Miles O’Brien, pilot and blogger, has a fascinating two part blog called “The ‘Coffin Corner’ and a ‘Mesoscale’ Maw”, which has been widely reprinted by Reuters. Its broad subject is what happens inside the narrow aerodynamic envelope that a modern jetliner inhabits for economic reasons. It is near its maximum altitude where it must fly fast to maintain lift, but at which it has little or no reserve power in its engines, where the distance between stalling and overstressing the airframe can be only 25 knots wide. This was the situation that Air France Flight 447 must have been on the fateful night it disappeared. O’Brien writes:
Because there are relatively few air molecules passing over the wings, they need to be moving faster to generate enough lift to keep the plane at altitude. They will stop flying (stall) at a much higher speed (true airspeed) than they would on approach to an airport at sea level. At the other end of the safe speed spectrum is the sound barrier. The wings on an airliner like the A-330 are not designed to break the speed of sound. Venture toward Chuck Yeager country and an airliner will begin buffeting. And as altitude increases, the buffet speed (the sound barrier) decreases (once again the dearth of air molecules is to blame). … AF 447 was flying through the eye of a speed needle only about 25 knots (28 mph) wide.

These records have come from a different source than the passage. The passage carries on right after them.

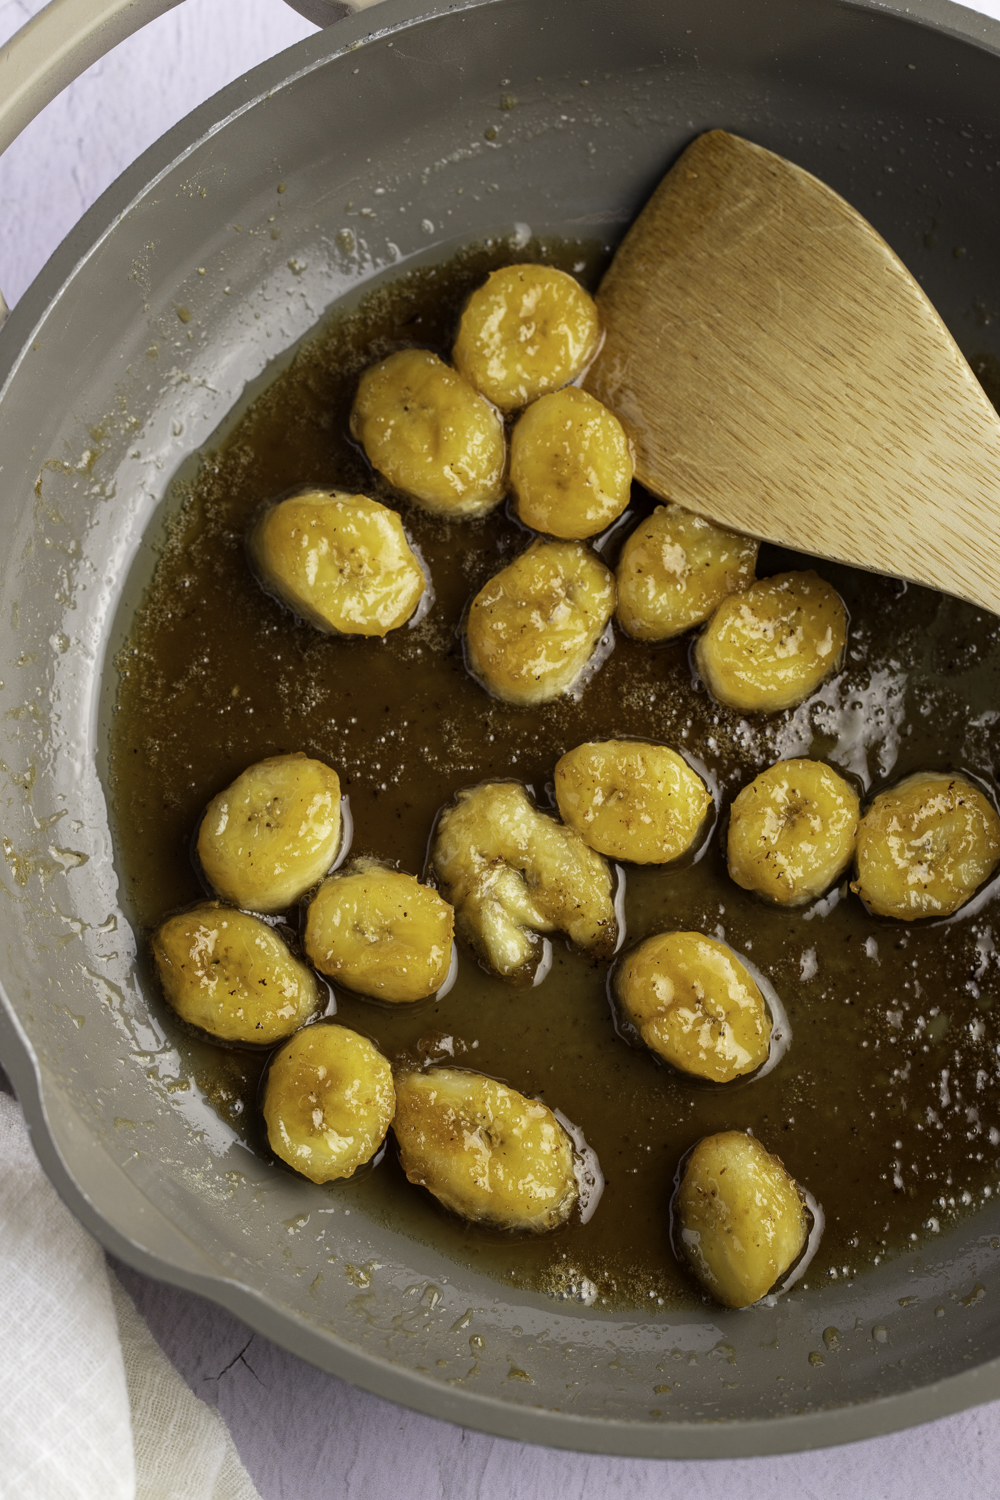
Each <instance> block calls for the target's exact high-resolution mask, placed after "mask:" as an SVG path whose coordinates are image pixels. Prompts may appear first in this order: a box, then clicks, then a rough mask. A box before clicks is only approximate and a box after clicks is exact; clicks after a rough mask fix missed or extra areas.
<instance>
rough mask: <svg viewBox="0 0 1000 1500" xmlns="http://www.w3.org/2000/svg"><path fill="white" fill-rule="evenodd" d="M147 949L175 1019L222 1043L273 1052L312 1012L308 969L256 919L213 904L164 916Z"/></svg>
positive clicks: (151, 938) (318, 994)
mask: <svg viewBox="0 0 1000 1500" xmlns="http://www.w3.org/2000/svg"><path fill="white" fill-rule="evenodd" d="M150 945H151V948H153V959H154V960H156V972H157V974H159V978H160V984H162V986H163V993H165V995H166V999H168V1001H169V1004H171V1005H172V1007H174V1010H175V1011H177V1014H178V1016H180V1017H181V1020H186V1022H187V1023H189V1025H190V1026H198V1028H199V1029H201V1031H205V1032H208V1034H210V1035H211V1037H217V1038H220V1040H222V1041H235V1043H247V1044H253V1046H262V1044H267V1046H271V1047H273V1046H274V1043H277V1041H282V1038H283V1037H291V1034H292V1032H294V1031H297V1029H298V1028H300V1026H303V1025H304V1023H306V1022H307V1020H309V1017H310V1016H312V1014H313V1013H315V1011H316V1008H318V1005H319V986H318V984H316V977H315V975H313V972H312V969H307V968H306V965H304V963H300V962H298V959H295V957H292V954H291V953H289V951H288V947H286V945H285V944H283V942H282V939H280V938H279V936H277V933H276V932H274V930H273V929H271V927H268V926H267V922H262V921H261V918H259V916H250V915H249V913H247V912H237V910H234V907H231V906H223V904H222V903H220V901H201V903H199V904H198V906H193V907H192V909H190V910H187V912H180V913H178V915H177V916H168V918H166V921H165V922H160V926H159V927H157V929H156V932H154V933H153V938H151V939H150Z"/></svg>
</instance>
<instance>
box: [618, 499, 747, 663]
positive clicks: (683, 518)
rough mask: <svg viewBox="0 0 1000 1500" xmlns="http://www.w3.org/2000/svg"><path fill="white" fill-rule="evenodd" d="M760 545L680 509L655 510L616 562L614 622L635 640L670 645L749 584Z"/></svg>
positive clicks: (706, 618) (713, 611) (662, 508)
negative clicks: (676, 638)
mask: <svg viewBox="0 0 1000 1500" xmlns="http://www.w3.org/2000/svg"><path fill="white" fill-rule="evenodd" d="M759 549H760V543H759V541H756V540H754V538H753V537H741V535H738V534H736V532H735V531H723V528H721V526H714V525H712V522H711V520H703V519H702V516H696V514H694V513H693V511H690V510H684V508H682V507H681V505H658V507H657V510H654V513H652V516H648V517H646V519H645V520H642V522H640V523H639V525H637V526H636V529H634V531H633V534H631V535H630V537H628V540H627V541H625V546H624V547H622V553H621V558H619V561H618V570H616V579H618V622H619V625H621V627H622V630H625V631H627V633H628V634H630V636H634V637H636V640H670V639H672V637H673V636H681V634H684V631H685V630H691V627H693V625H700V624H702V622H703V621H705V619H708V618H709V616H711V615H712V613H714V612H715V609H718V606H720V604H721V603H723V600H724V598H726V597H727V595H729V594H738V592H741V589H744V588H748V586H750V585H751V583H753V580H754V568H756V567H757V552H759Z"/></svg>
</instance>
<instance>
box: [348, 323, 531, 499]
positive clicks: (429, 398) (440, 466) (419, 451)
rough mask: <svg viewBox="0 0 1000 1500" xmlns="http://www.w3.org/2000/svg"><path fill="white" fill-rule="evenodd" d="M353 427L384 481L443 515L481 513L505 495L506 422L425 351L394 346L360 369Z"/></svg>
mask: <svg viewBox="0 0 1000 1500" xmlns="http://www.w3.org/2000/svg"><path fill="white" fill-rule="evenodd" d="M351 432H352V434H354V437H355V438H357V440H358V443H360V444H361V446H363V447H364V452H366V453H367V456H369V462H370V463H372V466H373V468H376V469H378V471H379V474H384V475H385V478H387V480H388V481H390V484H394V486H396V489H402V490H403V492H405V493H406V495H411V496H412V498H414V499H415V501H417V502H418V504H420V505H423V508H424V510H430V511H435V513H436V514H441V516H483V514H484V513H486V511H487V510H492V508H493V505H496V504H498V502H499V501H501V499H502V498H504V463H505V458H507V455H505V444H504V425H502V422H501V419H499V417H498V414H496V411H495V410H493V408H492V407H490V404H489V402H487V401H484V399H483V396H480V393H478V392H477V390H474V387H472V386H469V383H468V381H466V380H463V378H462V375H459V374H457V372H456V371H453V369H450V366H447V365H445V363H444V362H442V360H439V359H438V356H436V354H430V351H429V350H400V351H399V353H397V354H390V356H388V359H387V360H381V363H379V365H372V366H370V368H369V369H366V372H364V374H363V375H361V381H360V384H358V393H357V398H355V401H354V410H352V413H351Z"/></svg>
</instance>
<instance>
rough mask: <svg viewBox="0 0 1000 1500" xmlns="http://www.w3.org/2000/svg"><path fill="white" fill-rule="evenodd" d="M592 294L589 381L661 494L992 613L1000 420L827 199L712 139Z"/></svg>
mask: <svg viewBox="0 0 1000 1500" xmlns="http://www.w3.org/2000/svg"><path fill="white" fill-rule="evenodd" d="M597 300H598V306H600V311H601V317H603V320H604V327H606V330H607V333H606V341H604V347H603V350H601V353H600V356H598V359H597V360H595V363H594V366H592V369H591V372H589V375H588V378H586V389H588V390H589V392H592V393H594V395H595V396H598V398H600V399H601V401H603V402H604V404H606V405H609V407H610V408H612V411H615V413H616V414H618V417H619V419H621V420H622V423H624V425H625V428H627V431H628V434H630V437H631V440H633V443H634V447H636V458H637V469H636V472H637V478H639V480H640V481H642V483H643V484H645V486H648V487H649V489H651V490H652V492H654V493H655V495H660V496H661V498H664V499H675V501H676V502H678V504H681V505H685V507H688V508H690V510H696V511H699V513H700V514H703V516H708V517H709V519H712V520H717V522H718V523H721V525H726V526H732V528H735V529H736V531H748V532H751V534H754V535H760V537H765V538H768V540H771V541H778V543H781V544H784V546H790V547H795V549H798V550H802V552H811V553H817V555H820V556H828V558H837V559H840V561H843V562H853V564H855V565H858V567H864V568H874V570H877V571H882V573H894V574H898V576H901V577H906V579H912V580H915V582H919V583H930V585H933V586H934V588H940V589H943V591H945V592H951V594H958V595H960V597H963V598H967V600H972V601H973V603H978V604H984V606H985V607H987V609H991V610H994V612H999V613H1000V419H999V417H997V413H996V411H994V410H993V407H991V405H990V402H988V399H987V396H985V395H984V390H982V387H981V386H979V383H978V380H976V377H975V375H973V372H972V371H970V368H969V365H967V363H966V360H964V357H963V356H961V353H960V350H958V347H957V344H955V341H954V339H952V336H951V335H949V332H948V329H946V327H945V324H943V323H942V320H940V318H939V315H937V314H936V311H934V308H933V306H931V305H930V302H928V300H927V297H925V296H924V293H922V291H921V288H919V287H918V284H916V282H915V281H913V278H912V276H910V273H909V272H907V270H906V267H904V266H903V264H901V261H900V260H897V257H895V255H894V254H892V251H891V249H889V246H888V245H886V243H885V240H882V239H880V236H879V234H877V233H876V231H874V229H873V228H871V225H870V223H868V222H867V220H865V219H862V216H861V214H859V213H856V211H855V210H853V208H852V207H850V205H849V204H847V202H844V199H843V198H840V196H838V195H837V193H835V192H834V190H832V189H831V187H826V186H825V183H822V181H819V180H817V178H816V177H811V175H810V174H808V172H805V171H802V169H801V168H799V166H793V165H792V162H787V160H784V157H781V156H775V154H774V153H772V151H766V150H763V148H762V147H759V145H751V142H750V141H744V139H741V138H739V136H735V135H729V133H726V132H724V130H711V132H709V133H708V135H702V136H699V138H697V139H696V141H694V142H693V144H691V145H690V147H688V148H687V150H685V151H684V154H682V156H681V157H679V160H678V162H676V165H675V166H673V168H672V169H670V171H669V172H667V175H666V177H664V180H663V181H661V184H660V187H658V189H657V192H655V193H654V196H652V198H651V201H649V204H648V205H646V207H645V208H643V211H642V213H640V216H639V217H637V219H636V222H634V225H633V226H631V229H630V231H628V236H627V237H625V240H624V243H622V246H621V249H619V251H618V254H616V257H615V260H613V263H612V266H610V269H609V272H607V275H606V276H604V281H603V282H601V287H600V291H598V294H597Z"/></svg>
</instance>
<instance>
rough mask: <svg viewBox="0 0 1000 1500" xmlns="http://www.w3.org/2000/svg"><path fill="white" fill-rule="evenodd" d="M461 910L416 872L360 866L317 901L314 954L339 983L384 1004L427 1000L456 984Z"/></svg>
mask: <svg viewBox="0 0 1000 1500" xmlns="http://www.w3.org/2000/svg"><path fill="white" fill-rule="evenodd" d="M453 933H454V912H453V910H451V907H450V906H448V903H447V901H444V900H442V898H441V897H439V895H438V892H436V891H432V889H430V886H429V885H421V883H420V880H417V879H415V877H414V876H412V874H403V873H402V870H390V868H387V867H385V865H384V864H379V862H378V861H376V859H355V861H354V862H352V864H351V865H349V867H348V868H346V870H343V871H339V873H337V874H331V876H330V877H328V879H327V880H324V882H322V885H321V886H319V889H318V891H316V894H315V897H313V898H312V901H310V903H309V913H307V916H306V939H304V947H306V956H307V957H309V962H310V963H313V965H315V966H316V969H319V972H321V974H328V975H330V978H331V980H336V981H337V984H343V986H346V989H349V990H357V992H358V995H370V996H372V998H373V999H379V1001H420V999H423V998H424V996H427V995H435V993H436V992H438V990H439V989H441V986H442V984H444V981H445V980H447V978H448V972H450V968H451V950H453V945H454V941H453Z"/></svg>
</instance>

But don’t worry. Passengers fly through this needle-eye all the time. All is well, O’Brien says, as long as the instruments are functioning on the aircraft and no extreme weather is encountered. But what happens if neither of those two conditions hold true? The first factor he examines is the weather, quoting Tim Vasquez’s meteorological analysis which the Belmont Club had also linked to earlier. That far out into the ocean the pilots would have been operating in an information-poor environment with respect to the weather. Their pre-takeoff weather briefings will have been outdated. They would be reliant on their instruments “akin to a blind man with a cane” to know what they were up against.
Did the Air France crew spot a gap in that first line of storms that turned out to be a “sucker hole” – sending them into a box canyon of violent storm cells? Maybe. If they could have seen the full depth and intensity of those storms, would they have changed course to avoid it? Hard to imagine they would say, “Steady as she goes…”
He will continue in the second part, which I suspect, will focus on the other factor: the airplane instruments, the length and reliability of the cane. O’Brien’s wonderful piece brought home to me how unavoidably dependent aviation is on information. Information about the plane’s airspeed, altitude, attitude and condition; information about the outside environmental variables. Whether derived from the pitot tubes, the onboard radar or downlinks, an airplane flies on information as much as lift. That should be especially true for a fly-by-wire aircraft whose automated systems play such a large role in controlling the plane. Unless the data flight records are retrieved we’ll never know what the doomed pilots realized in the last four minutes of their lives. What did they realize, but realize too late?